Alison Posey Publishes New Research on the Graphic Essay and Pedagogy
Alison Posey, a Visiting Assistant Professor of Hispanic Studies at Seaver College, recently published a research paper entitled, “Comfortably Uncomfortable: Challenging anti-Asian bias in Spain and the United States through the Graphic Essay,” within Connections: A Journal for Foreign Language Educators. In this text, Posey uses Quan Zhou Wu’s Gente de aquí. Gente de allí: ensayo gráfico sobre migrantes y españoles [People from Here. People from There. A Graphic Essay about Migrants and Spaniards] to analyze the graphic essay as a tool in teaching challenging topics such as racism and identity struggles.
“What I like about the graphic essay is that it really functions as a primer for terms that we throw around a lot,” explains Posey. “Today, for example, it serves as a primer for terms like racism, discrimination, xenophobia… The graphic essay functions as a humorous take on many difficult topics, but it is also a take backed up by contemporary science and research.”
Posey recognized the effectiveness of the graphic essay in her travels abroad to Spain. There she was introduced to Zhou Wu as an author, and she began studying her literary work. Posey noticed that the Spanish Chinese graphic essayist had a knack for creatively and lightheartedly challenging racial stereotypes and issues of identity amidst her content. This realization spurred Posey to bring these types of texts into her own classroom.
After introducing her classes to Zhou Wu, Posey realized that the graphic essay made difficult topics more understandable and approachable. As a result, she feels as though this type of literature could serve as an important catalyst in fostering social justice dialogue within the classroom.

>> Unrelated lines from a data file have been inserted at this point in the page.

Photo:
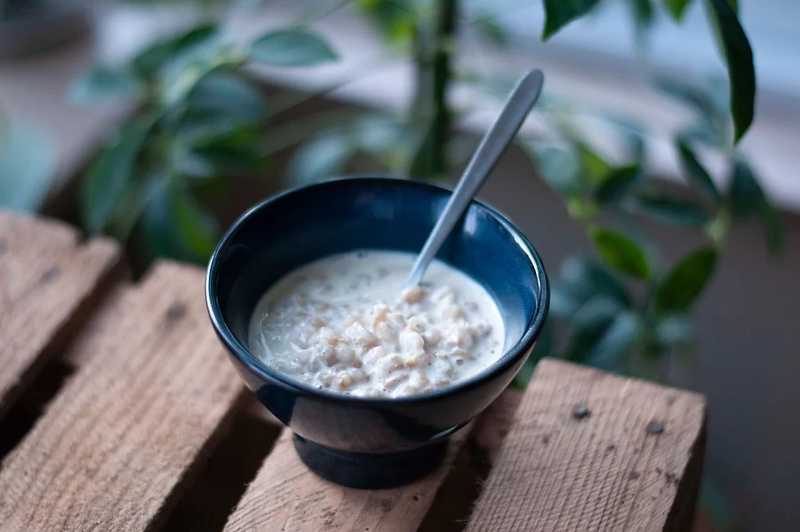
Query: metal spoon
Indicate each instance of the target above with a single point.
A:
(483, 161)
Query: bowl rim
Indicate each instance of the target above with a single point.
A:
(254, 365)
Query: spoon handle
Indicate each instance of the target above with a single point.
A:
(482, 163)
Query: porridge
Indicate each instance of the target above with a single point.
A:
(345, 323)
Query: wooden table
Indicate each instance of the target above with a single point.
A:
(119, 411)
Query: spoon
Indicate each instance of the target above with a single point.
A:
(480, 166)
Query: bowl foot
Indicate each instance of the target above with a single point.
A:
(368, 470)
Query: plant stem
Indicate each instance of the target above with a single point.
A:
(434, 46)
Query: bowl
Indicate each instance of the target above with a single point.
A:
(372, 442)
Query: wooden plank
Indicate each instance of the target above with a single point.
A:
(453, 503)
(286, 495)
(47, 282)
(131, 428)
(593, 451)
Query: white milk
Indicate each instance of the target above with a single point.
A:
(344, 324)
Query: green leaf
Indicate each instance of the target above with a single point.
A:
(616, 340)
(488, 27)
(239, 151)
(620, 252)
(396, 21)
(739, 60)
(686, 281)
(27, 166)
(697, 174)
(227, 97)
(320, 158)
(643, 14)
(110, 176)
(677, 8)
(559, 167)
(594, 166)
(292, 48)
(181, 75)
(103, 83)
(559, 13)
(176, 225)
(617, 183)
(669, 209)
(746, 193)
(149, 61)
(588, 324)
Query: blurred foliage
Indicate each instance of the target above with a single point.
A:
(27, 165)
(202, 120)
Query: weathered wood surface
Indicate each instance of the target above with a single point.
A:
(285, 495)
(116, 446)
(150, 430)
(592, 451)
(47, 279)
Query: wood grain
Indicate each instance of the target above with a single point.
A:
(131, 427)
(47, 283)
(603, 470)
(285, 495)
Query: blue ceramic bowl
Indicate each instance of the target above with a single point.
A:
(360, 441)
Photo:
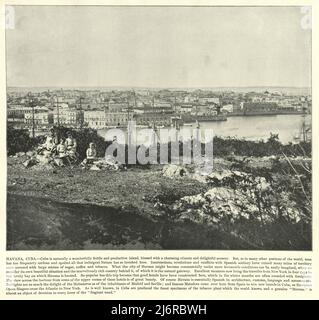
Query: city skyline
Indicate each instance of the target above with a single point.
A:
(167, 47)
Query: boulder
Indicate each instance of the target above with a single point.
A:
(173, 170)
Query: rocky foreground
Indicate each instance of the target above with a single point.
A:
(232, 203)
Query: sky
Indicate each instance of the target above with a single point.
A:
(83, 46)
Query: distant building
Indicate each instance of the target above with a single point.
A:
(98, 119)
(18, 112)
(118, 118)
(39, 119)
(208, 100)
(94, 119)
(163, 119)
(68, 117)
(228, 108)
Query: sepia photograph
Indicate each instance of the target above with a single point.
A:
(158, 127)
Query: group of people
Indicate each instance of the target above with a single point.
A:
(60, 147)
(63, 151)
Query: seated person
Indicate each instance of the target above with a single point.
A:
(49, 145)
(61, 149)
(90, 154)
(71, 145)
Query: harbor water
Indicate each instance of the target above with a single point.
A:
(288, 127)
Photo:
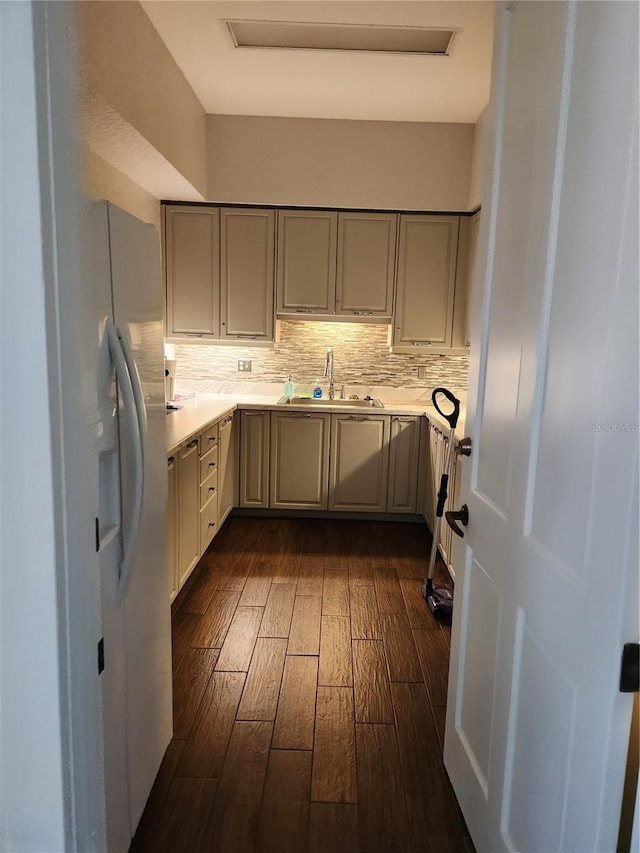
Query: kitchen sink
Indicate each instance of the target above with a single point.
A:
(309, 401)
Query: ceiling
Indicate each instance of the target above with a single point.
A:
(331, 84)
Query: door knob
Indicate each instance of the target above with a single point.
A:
(461, 515)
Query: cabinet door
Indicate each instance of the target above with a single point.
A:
(426, 280)
(172, 526)
(192, 271)
(247, 246)
(403, 464)
(227, 469)
(359, 462)
(254, 459)
(188, 510)
(299, 460)
(307, 261)
(366, 262)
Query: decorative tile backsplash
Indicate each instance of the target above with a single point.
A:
(361, 359)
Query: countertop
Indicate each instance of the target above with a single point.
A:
(198, 412)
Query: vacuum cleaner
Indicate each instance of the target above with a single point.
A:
(440, 598)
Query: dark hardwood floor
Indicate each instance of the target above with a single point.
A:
(310, 685)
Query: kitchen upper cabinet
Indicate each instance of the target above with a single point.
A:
(188, 510)
(366, 264)
(359, 462)
(192, 267)
(247, 240)
(403, 464)
(299, 460)
(254, 459)
(427, 257)
(172, 526)
(228, 467)
(307, 242)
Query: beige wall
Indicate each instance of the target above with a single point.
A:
(477, 161)
(395, 165)
(126, 72)
(104, 181)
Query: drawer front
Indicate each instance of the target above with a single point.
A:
(208, 522)
(208, 438)
(209, 486)
(209, 463)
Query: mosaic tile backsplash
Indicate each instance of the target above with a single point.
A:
(361, 361)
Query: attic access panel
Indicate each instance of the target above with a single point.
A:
(292, 35)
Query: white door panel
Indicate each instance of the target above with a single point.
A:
(536, 730)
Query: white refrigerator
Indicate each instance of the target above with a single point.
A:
(135, 653)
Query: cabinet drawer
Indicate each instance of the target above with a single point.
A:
(208, 487)
(208, 463)
(208, 438)
(208, 522)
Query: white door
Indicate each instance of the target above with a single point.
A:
(537, 731)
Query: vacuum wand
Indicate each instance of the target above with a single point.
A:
(440, 599)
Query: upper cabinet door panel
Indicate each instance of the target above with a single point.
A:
(247, 238)
(307, 261)
(366, 262)
(426, 279)
(192, 266)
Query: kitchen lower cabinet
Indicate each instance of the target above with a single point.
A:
(359, 462)
(254, 459)
(404, 448)
(188, 510)
(228, 467)
(172, 526)
(299, 460)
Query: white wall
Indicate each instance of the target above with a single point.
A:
(394, 165)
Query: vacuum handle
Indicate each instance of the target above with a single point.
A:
(452, 417)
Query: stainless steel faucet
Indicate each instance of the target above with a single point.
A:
(328, 371)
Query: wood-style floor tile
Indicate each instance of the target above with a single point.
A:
(433, 654)
(235, 654)
(335, 593)
(388, 591)
(234, 820)
(335, 652)
(334, 747)
(400, 648)
(382, 815)
(295, 716)
(284, 816)
(333, 828)
(304, 634)
(213, 627)
(365, 622)
(189, 682)
(204, 751)
(371, 683)
(278, 610)
(260, 696)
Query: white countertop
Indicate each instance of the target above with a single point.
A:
(198, 412)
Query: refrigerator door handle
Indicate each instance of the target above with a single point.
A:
(127, 380)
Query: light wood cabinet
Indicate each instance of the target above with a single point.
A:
(188, 510)
(359, 462)
(307, 242)
(366, 264)
(247, 239)
(254, 459)
(427, 256)
(192, 267)
(227, 475)
(403, 464)
(172, 526)
(299, 460)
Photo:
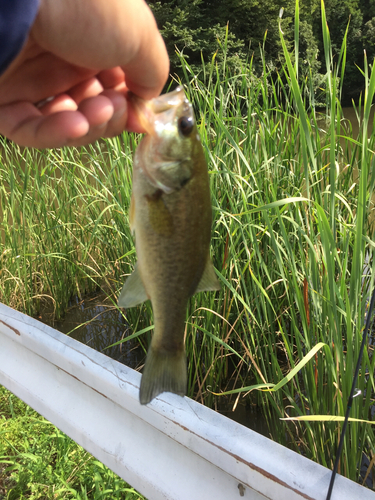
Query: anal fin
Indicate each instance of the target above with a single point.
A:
(133, 292)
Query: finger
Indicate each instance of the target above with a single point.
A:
(116, 33)
(114, 126)
(23, 123)
(40, 77)
(62, 102)
(86, 89)
(113, 78)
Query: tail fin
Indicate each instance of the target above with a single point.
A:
(163, 372)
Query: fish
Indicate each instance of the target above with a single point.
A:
(170, 217)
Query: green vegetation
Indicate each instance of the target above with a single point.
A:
(193, 27)
(293, 243)
(37, 461)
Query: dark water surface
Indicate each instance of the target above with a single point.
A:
(95, 322)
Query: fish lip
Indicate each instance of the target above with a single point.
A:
(146, 110)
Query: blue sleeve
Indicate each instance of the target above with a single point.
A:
(16, 19)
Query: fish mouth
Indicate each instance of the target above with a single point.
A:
(146, 111)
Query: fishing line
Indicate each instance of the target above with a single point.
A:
(351, 396)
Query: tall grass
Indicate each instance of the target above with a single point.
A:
(293, 203)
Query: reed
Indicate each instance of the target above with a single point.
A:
(292, 242)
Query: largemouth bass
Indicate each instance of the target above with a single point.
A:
(170, 214)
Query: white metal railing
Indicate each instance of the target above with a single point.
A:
(173, 448)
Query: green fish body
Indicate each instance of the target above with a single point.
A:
(170, 215)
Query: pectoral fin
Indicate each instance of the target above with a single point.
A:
(133, 292)
(209, 281)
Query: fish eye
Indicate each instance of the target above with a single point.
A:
(185, 125)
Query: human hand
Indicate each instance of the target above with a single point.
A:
(86, 54)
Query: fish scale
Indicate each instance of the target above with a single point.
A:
(171, 218)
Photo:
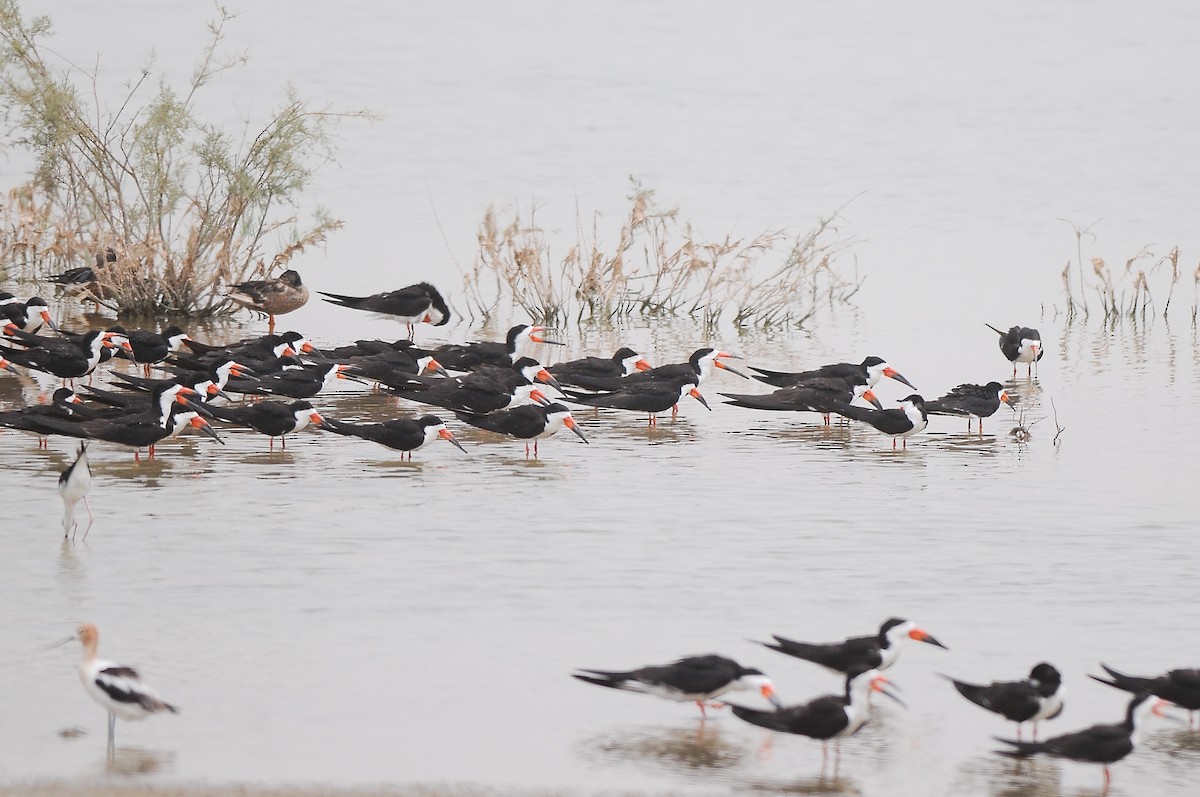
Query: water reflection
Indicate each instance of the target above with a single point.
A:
(671, 748)
(129, 761)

“Right now, in higher education, it is getting more and more divisive in how we approach topics like diversity, equity, and inclusion.” says Posey. “This research shows one effective way of working questions of diversity, equity and inclusion into a class that touches on this topic but isn’t centered on it. It’s a helpful support to understand questions of identity in a class that has a different focus.”